Well, yes, as a matter of fact, I imagine many of the screencaps I’ll use to illustrate Department S will feature Peter Wyngarde and a pretty guest star, in this case Juliet Harmer from Adam Adamant Lives!.
So anyway, we started a few days ago with the first episode that is typically broadcast, but “The Man in the Elegant Room,” written by Terry Nation, was the first one they produced, and it’s a somewhat better introduction to the characters. It’s not perfect on that front, because this was made in an era when TV series were made to be shown in any order whatsoever, so I still ended up pausing the episode to explain to our son that this Mark Caine dude they keep mentioning is the fictional superspy who stars in Jason King’s celebrated paperbacks.

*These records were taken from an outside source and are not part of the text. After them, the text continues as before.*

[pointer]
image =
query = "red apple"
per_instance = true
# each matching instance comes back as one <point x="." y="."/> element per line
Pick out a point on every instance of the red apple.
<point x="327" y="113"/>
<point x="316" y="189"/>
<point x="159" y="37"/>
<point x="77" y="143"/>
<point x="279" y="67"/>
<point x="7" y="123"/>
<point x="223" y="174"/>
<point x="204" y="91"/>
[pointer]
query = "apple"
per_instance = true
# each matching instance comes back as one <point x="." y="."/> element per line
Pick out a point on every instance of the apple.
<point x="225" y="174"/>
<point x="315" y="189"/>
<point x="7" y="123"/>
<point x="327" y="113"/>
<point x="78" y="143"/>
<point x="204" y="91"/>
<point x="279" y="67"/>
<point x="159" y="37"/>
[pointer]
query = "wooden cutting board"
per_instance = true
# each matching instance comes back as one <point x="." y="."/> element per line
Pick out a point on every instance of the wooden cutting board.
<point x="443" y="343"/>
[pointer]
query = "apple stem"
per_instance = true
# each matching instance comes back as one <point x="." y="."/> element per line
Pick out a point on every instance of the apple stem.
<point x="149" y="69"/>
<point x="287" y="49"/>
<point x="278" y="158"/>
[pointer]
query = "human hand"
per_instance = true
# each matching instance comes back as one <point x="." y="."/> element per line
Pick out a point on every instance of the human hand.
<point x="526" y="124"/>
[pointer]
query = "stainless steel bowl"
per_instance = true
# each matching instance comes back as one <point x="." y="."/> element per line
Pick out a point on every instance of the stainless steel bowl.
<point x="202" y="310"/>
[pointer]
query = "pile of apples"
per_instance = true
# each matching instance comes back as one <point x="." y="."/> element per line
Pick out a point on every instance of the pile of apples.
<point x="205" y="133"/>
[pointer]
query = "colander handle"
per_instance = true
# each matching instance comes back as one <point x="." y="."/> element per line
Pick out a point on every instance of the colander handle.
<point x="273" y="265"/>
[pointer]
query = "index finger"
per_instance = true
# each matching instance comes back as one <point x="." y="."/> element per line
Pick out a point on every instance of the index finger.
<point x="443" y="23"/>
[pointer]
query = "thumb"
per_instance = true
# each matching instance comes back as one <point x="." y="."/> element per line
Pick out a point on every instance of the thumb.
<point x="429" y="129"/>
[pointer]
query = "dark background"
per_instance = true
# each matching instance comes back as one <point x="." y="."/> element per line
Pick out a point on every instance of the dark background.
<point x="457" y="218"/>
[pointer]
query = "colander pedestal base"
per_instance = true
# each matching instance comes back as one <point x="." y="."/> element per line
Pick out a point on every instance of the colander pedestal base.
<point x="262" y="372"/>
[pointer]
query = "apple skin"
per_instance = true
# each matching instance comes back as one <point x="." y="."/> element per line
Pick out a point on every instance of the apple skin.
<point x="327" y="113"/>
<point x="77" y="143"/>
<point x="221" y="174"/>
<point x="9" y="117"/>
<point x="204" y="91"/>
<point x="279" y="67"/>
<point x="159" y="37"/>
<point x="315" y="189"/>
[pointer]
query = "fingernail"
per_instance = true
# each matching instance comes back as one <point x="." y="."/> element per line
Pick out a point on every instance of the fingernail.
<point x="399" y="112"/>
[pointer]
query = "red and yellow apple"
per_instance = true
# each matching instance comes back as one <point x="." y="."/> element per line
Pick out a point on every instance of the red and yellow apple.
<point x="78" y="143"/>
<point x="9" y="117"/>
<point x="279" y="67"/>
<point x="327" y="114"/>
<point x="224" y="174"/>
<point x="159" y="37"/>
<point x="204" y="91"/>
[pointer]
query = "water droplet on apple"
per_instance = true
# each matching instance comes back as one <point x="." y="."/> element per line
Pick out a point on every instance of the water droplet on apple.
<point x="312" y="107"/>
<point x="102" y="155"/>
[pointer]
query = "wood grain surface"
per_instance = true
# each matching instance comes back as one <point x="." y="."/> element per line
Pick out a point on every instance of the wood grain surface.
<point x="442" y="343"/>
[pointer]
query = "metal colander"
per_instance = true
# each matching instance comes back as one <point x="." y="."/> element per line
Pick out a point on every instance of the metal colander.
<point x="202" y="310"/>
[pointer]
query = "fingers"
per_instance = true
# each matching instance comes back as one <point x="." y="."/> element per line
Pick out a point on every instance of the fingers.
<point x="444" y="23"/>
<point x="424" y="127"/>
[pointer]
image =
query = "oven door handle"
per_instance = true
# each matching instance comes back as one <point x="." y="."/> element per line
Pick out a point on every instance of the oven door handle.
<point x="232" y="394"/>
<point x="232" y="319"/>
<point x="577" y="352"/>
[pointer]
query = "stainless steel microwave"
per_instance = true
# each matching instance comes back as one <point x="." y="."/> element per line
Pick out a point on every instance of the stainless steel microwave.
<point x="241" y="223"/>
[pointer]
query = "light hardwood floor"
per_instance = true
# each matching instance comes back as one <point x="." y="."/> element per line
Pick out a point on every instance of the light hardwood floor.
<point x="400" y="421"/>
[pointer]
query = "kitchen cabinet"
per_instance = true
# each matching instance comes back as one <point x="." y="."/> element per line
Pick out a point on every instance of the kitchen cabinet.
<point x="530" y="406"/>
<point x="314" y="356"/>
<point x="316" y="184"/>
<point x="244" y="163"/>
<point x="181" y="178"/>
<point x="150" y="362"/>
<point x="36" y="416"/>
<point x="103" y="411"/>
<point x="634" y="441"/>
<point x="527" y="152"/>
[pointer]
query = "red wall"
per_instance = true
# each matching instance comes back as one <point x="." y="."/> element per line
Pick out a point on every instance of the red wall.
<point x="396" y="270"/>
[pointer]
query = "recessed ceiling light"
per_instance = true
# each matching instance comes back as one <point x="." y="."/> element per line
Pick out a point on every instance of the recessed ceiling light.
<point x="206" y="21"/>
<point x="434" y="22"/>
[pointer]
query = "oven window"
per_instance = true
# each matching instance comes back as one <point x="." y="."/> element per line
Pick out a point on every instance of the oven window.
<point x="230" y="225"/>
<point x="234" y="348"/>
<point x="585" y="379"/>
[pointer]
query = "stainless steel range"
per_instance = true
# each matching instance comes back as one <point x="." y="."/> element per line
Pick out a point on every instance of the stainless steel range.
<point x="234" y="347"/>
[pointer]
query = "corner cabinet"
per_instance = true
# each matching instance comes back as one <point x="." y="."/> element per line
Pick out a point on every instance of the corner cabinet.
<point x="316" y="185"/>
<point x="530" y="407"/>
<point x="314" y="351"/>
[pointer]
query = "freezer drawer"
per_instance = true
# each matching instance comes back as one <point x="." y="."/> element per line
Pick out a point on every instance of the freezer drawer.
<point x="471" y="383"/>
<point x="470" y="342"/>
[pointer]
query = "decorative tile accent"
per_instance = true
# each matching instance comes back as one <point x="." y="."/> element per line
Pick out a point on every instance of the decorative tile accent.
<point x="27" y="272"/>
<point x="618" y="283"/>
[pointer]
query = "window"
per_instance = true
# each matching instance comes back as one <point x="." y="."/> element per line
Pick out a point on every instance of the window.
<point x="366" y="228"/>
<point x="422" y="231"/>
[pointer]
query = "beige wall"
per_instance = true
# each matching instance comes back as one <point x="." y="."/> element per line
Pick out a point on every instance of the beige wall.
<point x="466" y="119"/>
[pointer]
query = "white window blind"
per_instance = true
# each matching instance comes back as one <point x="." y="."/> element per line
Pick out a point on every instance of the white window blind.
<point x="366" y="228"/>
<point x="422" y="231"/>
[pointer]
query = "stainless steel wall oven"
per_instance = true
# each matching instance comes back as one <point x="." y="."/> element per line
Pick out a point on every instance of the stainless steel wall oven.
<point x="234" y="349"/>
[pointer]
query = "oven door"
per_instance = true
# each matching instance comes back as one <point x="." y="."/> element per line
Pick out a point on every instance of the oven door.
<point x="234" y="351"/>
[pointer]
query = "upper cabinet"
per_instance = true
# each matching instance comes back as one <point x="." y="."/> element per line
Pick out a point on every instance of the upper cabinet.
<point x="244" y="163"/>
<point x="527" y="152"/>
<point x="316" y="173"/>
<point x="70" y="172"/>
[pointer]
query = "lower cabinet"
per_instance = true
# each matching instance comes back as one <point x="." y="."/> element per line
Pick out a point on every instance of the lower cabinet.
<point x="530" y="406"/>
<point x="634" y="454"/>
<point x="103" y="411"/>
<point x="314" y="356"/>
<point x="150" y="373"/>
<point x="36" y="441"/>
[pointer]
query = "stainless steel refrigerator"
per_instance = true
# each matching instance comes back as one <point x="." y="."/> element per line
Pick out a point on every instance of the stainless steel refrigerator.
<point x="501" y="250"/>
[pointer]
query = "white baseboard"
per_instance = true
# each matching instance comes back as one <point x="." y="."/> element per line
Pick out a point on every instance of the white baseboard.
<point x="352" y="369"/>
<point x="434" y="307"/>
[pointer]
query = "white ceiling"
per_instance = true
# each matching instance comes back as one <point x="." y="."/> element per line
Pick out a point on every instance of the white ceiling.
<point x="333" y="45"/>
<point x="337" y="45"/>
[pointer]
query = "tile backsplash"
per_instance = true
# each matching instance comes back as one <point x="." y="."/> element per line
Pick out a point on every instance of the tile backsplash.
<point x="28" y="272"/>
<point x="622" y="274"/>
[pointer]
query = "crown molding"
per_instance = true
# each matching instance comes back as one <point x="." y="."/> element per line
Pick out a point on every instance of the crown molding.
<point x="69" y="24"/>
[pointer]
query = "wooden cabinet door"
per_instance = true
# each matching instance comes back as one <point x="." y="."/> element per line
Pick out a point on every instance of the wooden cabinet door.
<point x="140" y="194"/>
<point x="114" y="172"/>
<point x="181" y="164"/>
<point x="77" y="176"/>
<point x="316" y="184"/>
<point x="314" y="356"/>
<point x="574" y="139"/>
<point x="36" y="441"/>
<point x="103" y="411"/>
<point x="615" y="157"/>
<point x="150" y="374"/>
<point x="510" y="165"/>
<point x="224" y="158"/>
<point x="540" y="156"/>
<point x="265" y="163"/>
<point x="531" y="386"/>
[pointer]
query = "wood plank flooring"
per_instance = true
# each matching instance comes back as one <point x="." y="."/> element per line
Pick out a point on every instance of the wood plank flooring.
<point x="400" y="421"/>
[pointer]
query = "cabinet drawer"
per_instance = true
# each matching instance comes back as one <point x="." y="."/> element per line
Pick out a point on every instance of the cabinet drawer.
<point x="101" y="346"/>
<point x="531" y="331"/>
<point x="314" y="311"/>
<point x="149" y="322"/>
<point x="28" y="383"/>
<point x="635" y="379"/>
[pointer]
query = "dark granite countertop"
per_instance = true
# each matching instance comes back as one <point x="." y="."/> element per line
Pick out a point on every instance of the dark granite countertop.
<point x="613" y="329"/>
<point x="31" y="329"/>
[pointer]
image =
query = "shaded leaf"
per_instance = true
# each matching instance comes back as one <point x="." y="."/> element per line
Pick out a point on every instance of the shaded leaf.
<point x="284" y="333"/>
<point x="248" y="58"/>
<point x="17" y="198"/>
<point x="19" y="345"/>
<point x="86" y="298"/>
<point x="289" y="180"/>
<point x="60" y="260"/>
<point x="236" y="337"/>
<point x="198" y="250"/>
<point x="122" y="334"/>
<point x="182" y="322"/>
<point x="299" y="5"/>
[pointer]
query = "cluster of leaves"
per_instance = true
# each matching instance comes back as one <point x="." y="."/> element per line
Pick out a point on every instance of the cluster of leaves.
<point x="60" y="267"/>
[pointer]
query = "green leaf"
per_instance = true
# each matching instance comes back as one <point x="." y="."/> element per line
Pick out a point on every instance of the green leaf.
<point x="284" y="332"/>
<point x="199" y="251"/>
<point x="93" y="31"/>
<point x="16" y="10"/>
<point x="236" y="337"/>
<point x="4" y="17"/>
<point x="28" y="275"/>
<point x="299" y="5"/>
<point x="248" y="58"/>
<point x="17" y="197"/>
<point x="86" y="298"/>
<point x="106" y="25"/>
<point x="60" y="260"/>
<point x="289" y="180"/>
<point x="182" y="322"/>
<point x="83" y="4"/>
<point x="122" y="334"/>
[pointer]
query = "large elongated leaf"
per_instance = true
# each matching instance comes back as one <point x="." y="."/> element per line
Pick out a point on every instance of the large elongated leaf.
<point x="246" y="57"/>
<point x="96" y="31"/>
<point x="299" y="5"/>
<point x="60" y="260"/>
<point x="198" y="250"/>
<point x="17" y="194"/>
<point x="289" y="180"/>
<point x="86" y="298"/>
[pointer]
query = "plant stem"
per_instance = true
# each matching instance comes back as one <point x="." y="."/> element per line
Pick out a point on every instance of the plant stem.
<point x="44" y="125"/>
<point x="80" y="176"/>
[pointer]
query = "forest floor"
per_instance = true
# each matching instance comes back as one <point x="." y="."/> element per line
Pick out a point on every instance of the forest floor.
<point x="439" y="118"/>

But overall, he agreed that this was far less confusing, even though the plot is, delightfully, a real headscratcher. A real estate agent shows off one of his warehouse properties, only to find that in the five months since he last inspected it, somebody has built a full-size mockup of an elegant room inside. And trapped behind bars in this room, there’s a dead woman and a young man who is so disturbed he can barely speak anymore. Jason reasons that the room must be a replica of a room in a real home somewhere in London, and it’s been designed to plan a robbery. But they find the home and the owner, played by Stratford Johns, shows them that the only thing in his room worth stealing is a small amount of jewelry in the wall safe.
Overall, I thought this was much better than “Six Days” and should have been the first one shown. It kept us guessing for a good while and ends with a satisfactory shootout. I was amused to see Stratford Johns in this because I believe this was made in April of 1968, meaning he was at work on “Legacy of Death”, another Terry Nation script, this time for The Avengers, just a few weeks later.